Splatoon's single-player is a puzzle game. You need to get your Inkling from point A to point B without dying more than three times. Each level has various checkpoints and a few power-ups to help you out, but otherwise, it's a matter of figuring out how to use your basic abilities to find a way through. You're opposed by the Octarians, octopus soldiers who will try to use their own ink to slow you down. Some just shoot, others hide behind shields. Some will call down Inkstrikes, while others suck up your ink.
There are other new mechanics that get thrown into the single-player. Invisible platforms that can only be seen when you paint them. Sponge platforms that swell to giant-size as they absorb your ink and shrink when they taste Octarian ink. Together, the level designs, your basic abilities, these new mechanics, and the Octarians in your way combine to make my favorite puzzle-platformer in recent memory. It'll even test your reflexes a bit! The ink gameplay that forms the backbone of Splatoon offers so much more in single-player than the basic Turf Wars.
You'll paint and swim your way through nearly 30 levels and 5 boss fights, the latter of which are easily as good and memorable as the encounters in other Nintendo offerings. Finding my way up to new platforms, squeezing through to the next area, making those tense leaps into open air; Splatoon single-player is great. It's my personal highlight when it comes to Splatoon and I didn't expect that. Bravo, Nintendo. And hey, if you want to expand this sooner rather than later, I'm down.
Get Ready to Dye
Splatoon's entire inking system is so simple and elegant that it makes you wonder why no one else did it before. Got a family? This is one of the few shooters I can say is for everyone. Multiplayer is so light and comfortable that I think anyone could have a blast with it.
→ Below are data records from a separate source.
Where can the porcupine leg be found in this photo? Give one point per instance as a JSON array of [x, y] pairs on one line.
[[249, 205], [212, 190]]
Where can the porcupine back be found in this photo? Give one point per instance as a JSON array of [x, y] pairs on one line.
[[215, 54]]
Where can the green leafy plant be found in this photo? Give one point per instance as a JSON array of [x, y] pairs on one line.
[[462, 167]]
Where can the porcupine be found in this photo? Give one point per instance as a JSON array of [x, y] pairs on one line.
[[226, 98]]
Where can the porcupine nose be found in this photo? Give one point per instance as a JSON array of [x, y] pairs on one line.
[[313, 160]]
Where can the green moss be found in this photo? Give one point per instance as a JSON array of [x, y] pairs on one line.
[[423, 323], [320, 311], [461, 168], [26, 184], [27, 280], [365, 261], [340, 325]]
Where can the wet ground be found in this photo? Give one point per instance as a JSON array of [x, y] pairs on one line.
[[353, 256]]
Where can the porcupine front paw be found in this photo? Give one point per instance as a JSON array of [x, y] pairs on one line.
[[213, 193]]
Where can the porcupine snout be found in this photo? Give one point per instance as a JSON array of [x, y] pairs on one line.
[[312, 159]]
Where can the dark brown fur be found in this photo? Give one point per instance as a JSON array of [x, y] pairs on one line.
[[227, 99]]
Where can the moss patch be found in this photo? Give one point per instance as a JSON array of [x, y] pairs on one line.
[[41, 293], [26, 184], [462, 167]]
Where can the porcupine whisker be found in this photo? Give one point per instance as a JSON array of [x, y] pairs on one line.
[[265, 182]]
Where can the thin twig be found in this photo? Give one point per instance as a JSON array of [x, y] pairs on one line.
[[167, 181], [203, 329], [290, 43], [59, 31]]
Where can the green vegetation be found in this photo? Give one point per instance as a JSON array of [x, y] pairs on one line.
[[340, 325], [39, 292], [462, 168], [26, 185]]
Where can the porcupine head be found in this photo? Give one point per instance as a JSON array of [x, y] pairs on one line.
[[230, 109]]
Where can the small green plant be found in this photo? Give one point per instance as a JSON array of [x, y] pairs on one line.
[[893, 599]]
In fact, I'd probably put it up against Super Smash Bros as a party game if the couch multiplayer allowed up to four players (it's 1v1 only). Once you get beyond multiplayer, you'll find a great little puzzle-platformer that I hope Nintendo does more with in the future. "Future" being the key because the available multiplayer needs a more content. Splatoon is pretty great already and it'll probably be a class act when Nintendo is done with it, but we're not quite there yet. For now, we have this risky, odd little game that I expect will find some lifelong fans.
Once you're done with the single player campaign, there's hours and hours of online multiplayer and Amiibo challenge maps.
What genre of music is this? Mod? I don't even know.
Splatoon has a simply style, but the colors pop and the game has a hefty dose of character
Nintendo takes a chance with this odd, risky rethink of the arena shooter. Splatoon moves away from guns and grit, offering a shooter anyone of any age can enjoy. The game's single-player is an absolutely amazing puzzle platformer that deserves some expansion. Multiplayer is a bit light on content at launch, but Nintendo is already promising more this summer.